Le Divelec Lemmi saw an acceleration in China and the U.S. at the end of July, but admitted there were some signs of “rebalancing purchases in China after last year’s revenge spending.”
Norsa said he believes that “the West misunderstood some of China’s President Xi Jinping’s comments [on the redistribution of wealth]. Prosperity is still the main focus of the current leadership. [The president] referred to excessive wealth [obtained] too fast, and a redistribution to a larger and middle class will lead to even bigger demand for premium quality,” he contended.
Norsa said he was more concerned about possible and preliminary COVID-19 restrictions leading up to the Olympic Games in Beijing next year.
Sales in Japan rose 13.4 percent to 41 million euros. In particular, second-quarter sales in the region jumped 55 percent compared with the second quarter last year.
Overall, the Asian continent represented more than 50 percent of the group’s total revenues in the first half.
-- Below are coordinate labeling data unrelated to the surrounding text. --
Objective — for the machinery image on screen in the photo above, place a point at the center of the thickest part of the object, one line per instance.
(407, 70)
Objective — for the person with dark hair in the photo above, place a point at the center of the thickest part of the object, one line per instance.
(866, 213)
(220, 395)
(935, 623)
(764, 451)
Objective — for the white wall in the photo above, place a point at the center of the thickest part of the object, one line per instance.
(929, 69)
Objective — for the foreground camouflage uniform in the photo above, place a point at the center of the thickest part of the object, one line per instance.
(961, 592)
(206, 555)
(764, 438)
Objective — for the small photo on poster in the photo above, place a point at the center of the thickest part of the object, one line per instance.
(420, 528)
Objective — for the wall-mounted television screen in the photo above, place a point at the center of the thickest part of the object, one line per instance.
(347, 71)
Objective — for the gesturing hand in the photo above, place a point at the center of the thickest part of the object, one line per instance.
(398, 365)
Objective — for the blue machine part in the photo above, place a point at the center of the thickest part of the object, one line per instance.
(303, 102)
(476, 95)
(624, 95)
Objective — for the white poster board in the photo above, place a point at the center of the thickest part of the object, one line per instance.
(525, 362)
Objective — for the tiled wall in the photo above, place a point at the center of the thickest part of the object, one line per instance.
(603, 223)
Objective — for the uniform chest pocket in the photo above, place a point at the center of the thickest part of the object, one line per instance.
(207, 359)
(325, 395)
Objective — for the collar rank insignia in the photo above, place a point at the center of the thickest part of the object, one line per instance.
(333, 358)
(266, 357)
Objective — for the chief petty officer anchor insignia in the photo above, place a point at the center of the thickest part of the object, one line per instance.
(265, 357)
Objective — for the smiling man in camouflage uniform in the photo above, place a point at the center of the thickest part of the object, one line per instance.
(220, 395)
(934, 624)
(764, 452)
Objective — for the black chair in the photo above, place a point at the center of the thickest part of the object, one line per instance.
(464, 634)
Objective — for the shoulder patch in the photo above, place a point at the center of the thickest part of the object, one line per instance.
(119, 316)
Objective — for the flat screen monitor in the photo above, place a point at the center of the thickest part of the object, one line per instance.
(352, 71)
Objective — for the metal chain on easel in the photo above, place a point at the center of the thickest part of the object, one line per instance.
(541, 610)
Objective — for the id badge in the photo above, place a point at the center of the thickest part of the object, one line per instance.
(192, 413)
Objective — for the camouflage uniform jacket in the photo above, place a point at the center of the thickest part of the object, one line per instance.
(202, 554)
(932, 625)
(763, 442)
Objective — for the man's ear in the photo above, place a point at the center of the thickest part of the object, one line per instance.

The Europe, Middle East and Africa area was still penalized by the lockdowns of stores and mainly by the limited tourists flows in the first half, posting a 22.2 percent increase in sales to 96.1 million euros, accounting for 18.4 percent of the total. “We are looking at a recovery but it will take some time to return to business as usual,” Norsa said.
Sales in North America were up 103 percent to 137 million euros in the first half, accounting for 26.2 percent of the total. Norsa touted the “very strong and positive performance, with a wide distribution not only in main capitals having recently opened stores in Aventura Mall in Florida, in California and Texas.” In the second quarter, revenues more than quintupled compared with the second quarter last year.
Revenues in the Central and South America grew 65.6 percent to 27.4 million euros in the first half.
Sales of footwear were up 40 percent to 223.2 million euros, accounting for 42.6 percent of the total, while leather goods amounted to 235.4 million euros, up 48.5 percent and representing almost 45 percent of sales. Apparel grew almost 53 percent to 29.2 million euros.
Corsi noted that all performance measures were reported excluding the fragrance business both from the data relating to 2021 and from the 2020 comparative data, following the exclusive licensing agreement to Inter Parfums Inc., for the worldwide production and distribution of Ferragamo brand perfumes as reported in July.
As reported, the fragrance license will last for an initial term of 10 years and marks a turning point for Ferragamo’s beauty business as its fragrance division was managed in-house for the last two decades. To ensure the continuity of the Made in Italy production and the highest level of synergies with the fashion house, Inter Parfums will operate the Ferragamo fragrance business through a wholly owned company based in Florence.